BEFORE THE PUBLIC EMPLOYMENT RELATIONS COMMISSION

PORT OF SEATTLE,

 

Employer.

 

ROBERT MILLER,

CASE 14100-U-98-3492

Complainant,

DECISION 6598 - PECB

vs.

 

INTERNATIONAL LONGSHOREMEN’S AND WAREHOUSEMEN’S UNION, LOCAL 9,

 

Respondent.

ORDER OF DISMISSAL

On August 26, 1998, Robert Miller filed a complaint charging unfair labor practices with the Public Employment Relations Commission under Chapter 391-45 WAC.[1] An amended complaint was filed on September 25, 1998. Miller alleged that International Longshore­men’s and Warehousemen’s Union, Local 9, committed unfair labor practices by denying him eligibility to continue “financial core member” status.

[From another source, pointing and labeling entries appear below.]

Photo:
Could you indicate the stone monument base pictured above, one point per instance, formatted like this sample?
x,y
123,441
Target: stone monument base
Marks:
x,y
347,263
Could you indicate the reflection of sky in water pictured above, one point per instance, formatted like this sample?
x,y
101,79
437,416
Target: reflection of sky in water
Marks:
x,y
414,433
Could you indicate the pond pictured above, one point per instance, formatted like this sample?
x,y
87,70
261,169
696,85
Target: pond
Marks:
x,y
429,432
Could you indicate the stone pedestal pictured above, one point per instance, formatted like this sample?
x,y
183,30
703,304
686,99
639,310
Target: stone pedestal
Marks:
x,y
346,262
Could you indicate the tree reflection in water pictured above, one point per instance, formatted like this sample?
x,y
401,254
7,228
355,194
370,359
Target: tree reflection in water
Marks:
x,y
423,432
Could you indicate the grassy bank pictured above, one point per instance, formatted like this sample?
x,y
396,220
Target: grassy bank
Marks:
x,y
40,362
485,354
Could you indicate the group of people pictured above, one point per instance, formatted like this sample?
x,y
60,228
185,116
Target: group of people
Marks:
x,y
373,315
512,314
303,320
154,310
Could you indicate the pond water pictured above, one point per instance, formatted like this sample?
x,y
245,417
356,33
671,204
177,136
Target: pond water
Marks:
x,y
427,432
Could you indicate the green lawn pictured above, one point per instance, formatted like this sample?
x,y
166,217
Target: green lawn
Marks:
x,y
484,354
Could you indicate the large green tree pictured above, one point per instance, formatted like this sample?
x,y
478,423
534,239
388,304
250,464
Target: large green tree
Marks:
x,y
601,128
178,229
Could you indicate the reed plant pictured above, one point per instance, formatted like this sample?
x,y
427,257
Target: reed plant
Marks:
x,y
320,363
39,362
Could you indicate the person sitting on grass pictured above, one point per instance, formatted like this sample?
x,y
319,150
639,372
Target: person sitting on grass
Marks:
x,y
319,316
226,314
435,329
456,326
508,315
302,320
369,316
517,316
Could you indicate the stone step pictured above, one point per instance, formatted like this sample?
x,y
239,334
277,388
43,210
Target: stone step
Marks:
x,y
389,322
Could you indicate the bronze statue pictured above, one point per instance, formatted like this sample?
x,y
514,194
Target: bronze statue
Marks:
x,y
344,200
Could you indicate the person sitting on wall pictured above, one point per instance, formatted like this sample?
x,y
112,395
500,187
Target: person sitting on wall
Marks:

The complaint was reviewed by the Executive Director for the purpose of making a preliminary ruling under WAC 39145-110.[2] A deficiency notice was issued on October 14, 1998, indicating that the complaints failed to state a cause of action for unfair labor practice proceedings before the Commission. Miller was given a period of 30 days to file and serve an amended complaint which stated a cause of action, or face dismissal of the case. Nothing further has been received from the complainant.

DISCUSSION

The complainant is identified as a an employee of the Port of Seattle,[3] and as a member of a bargaining unit represented by Local 9. As such, he is subject to obligations under union security provisions of a contract between the employer and Local 9. This controversy concerns Miller's assertion of rights under federal court decisions such as Abood v. Detroit Board of Education, 431 U.S. 209 (1977) and Chicago Teachers Union v. Hudson, 475 U.S. 292 (1986).

A problem arises as to the complainant’s choice of forum. The Supreme Court of the State of Washington has taken a very narrow view as to the jurisdiction of the Public Employment Relations Commission in union security matters. In International Association of Fire Fighters, Local 2916 v. PERC, 128 Wn.2d 375 (1995), the Supreme Court ruled that the Commission has no jurisdiction to enforce the federal court rulings based on the United States Constitution.

The deficiency notice further pointed out that, although the box on the complaint form to allege “union discrimination for filing charges” was marked, none of the facts alleged in the accompanying statement of facts supported a claim under RCW 41.46.150(3). The reference to “filing charges” is statutorily limited to complaints filed with the Public Employment Relations Commission, and is not a general reference that would include such filings as grievances with an employer, or a union, or filing claims with other governmental agencies.

NOW, THEREFORE it is

ORDERED

The complaint charging unfair labor practices filed in this matter is DISMISSED for failure to state a cause of action.

Issued at Olympia, Washington, this 8th day of February, 1999.

PUBLIC EMPLOYMENT RELATIONS COMMISSION

[SIGNED]

MARVIN L. SCHURKE, Executive Director

This order will be the final order of the agency unless a notice of appeal is filed under WAC 391-45-350.



[1]          A companion case docketed for charges made by Miller's spouse is the subject of a separate order issued today.

[2]          At this stage of the proceedings, all of the facts alleged in a complaint are assumed to be true and provable. The question at hand is whether the complaint, as filed, states a claim for relief available through unfair labor practice proceedings before the Commission.

[3]          The name of the Port of Seattle appears on the docket records and document captions for this case, even though it is neither a complainant nor a respondent. Each case processed by the Commission must arise out of an employment relationship with an employer that is subject to the jurisdiction of the agency.